Sunny San Diego: A Short Story
Posted in Short Stories on 05/25/2006 06:40 am by rbfbeerguySunny San Diego
By Jeff Klepper
The world looked sharp and transparent. The sun lit room felt warm like a summer morning in La Jolla. The door to the room was cracked and I could hear the shoe store below me opening for business at every Monday morning. I got out of bed and washed my face. I felt sick to my stomach but that was nothing out of the ordinary considering I have a stomach ulcer the size of Kentucky. I reached in my kitchen cupboard and grabbed my bottle of Wild Turkey and poured myself a stiff drink. The taste alone sends me into a euphoric state that allows me to gather the courage to write about the poor saps that inhabit this city. All racing to work chattering about something they know nothing about. There is something in their psyche that allows them the self satisfaction that their meaningless jobs somehow relate. It is with this insignificant rationale that I stuff ice cubes in a glass and douse them with whiskey and scotch. There is no new age rendition of helplessness that allows for such hedonistic and barbaric thought. I do know now that the more I follow in this self destructive condition I become well aware that I am no less human than the gorilla at the Sad Diego zoo.

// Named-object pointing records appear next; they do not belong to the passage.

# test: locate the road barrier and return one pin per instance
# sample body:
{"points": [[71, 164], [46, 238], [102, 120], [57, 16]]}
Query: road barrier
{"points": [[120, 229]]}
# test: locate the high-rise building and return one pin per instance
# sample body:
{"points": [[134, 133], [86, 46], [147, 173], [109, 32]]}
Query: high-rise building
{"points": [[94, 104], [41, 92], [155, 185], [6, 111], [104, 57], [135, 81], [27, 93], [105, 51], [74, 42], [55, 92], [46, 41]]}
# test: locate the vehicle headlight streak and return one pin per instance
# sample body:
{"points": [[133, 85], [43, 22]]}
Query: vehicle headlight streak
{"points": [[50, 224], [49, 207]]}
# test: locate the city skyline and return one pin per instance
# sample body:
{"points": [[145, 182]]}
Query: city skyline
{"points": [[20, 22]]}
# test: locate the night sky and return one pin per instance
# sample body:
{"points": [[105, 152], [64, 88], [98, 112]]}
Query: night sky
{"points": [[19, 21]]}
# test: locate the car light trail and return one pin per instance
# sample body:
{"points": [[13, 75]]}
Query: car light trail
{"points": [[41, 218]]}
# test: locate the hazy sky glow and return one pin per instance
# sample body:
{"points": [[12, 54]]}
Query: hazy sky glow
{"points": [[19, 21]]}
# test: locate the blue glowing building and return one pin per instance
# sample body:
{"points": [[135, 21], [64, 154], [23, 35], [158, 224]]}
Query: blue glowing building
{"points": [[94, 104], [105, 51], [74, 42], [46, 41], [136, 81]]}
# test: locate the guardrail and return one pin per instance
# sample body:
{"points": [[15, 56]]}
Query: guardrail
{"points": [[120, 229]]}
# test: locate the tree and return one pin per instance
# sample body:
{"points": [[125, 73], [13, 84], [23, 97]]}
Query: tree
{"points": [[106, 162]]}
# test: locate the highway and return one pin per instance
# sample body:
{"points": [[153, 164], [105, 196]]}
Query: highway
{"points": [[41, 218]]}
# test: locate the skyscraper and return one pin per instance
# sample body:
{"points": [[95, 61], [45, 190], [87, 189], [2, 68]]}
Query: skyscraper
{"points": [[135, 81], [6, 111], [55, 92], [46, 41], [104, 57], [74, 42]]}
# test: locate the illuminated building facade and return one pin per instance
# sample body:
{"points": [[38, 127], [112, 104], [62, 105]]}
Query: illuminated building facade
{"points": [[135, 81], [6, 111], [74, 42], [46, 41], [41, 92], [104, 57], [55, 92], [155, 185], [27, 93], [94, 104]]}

I often go to the zoo on my days off from assignment. I go to the primate section first and I will sit there with my thermos of whiskey for hours. Thinking of ways to communicate with these cousins of man, these poor unfortunate bastards who were happy where they were. Until some monstrous figure out of the night grabbed them and caged them and sent them to San Diego so that some little kid can lick a lolli-pop and piss them self. I know that they look out at the world much like I do. Sitting, staring, contemplating the reasons they are confined in some unnatural faux eco-system that somehow reminds them of home. But they sulk and suffer like their human counter parts who are just as confined as they are. These poor unfortunate bastards and their furry bodies and their distant stares haunt me. They have no culture. Their life is over, they are expected to hump their counterpart so that they can one day doom their offspring to the same confinement and the same depression as they are in. It shadows humanity in almost every way. We are caged in our own glorious state. We are at fault for not noticing our brilliance and our own majesty. Instead, I sit here packing ice cubes into my glass while I face another day in sunny San Diego.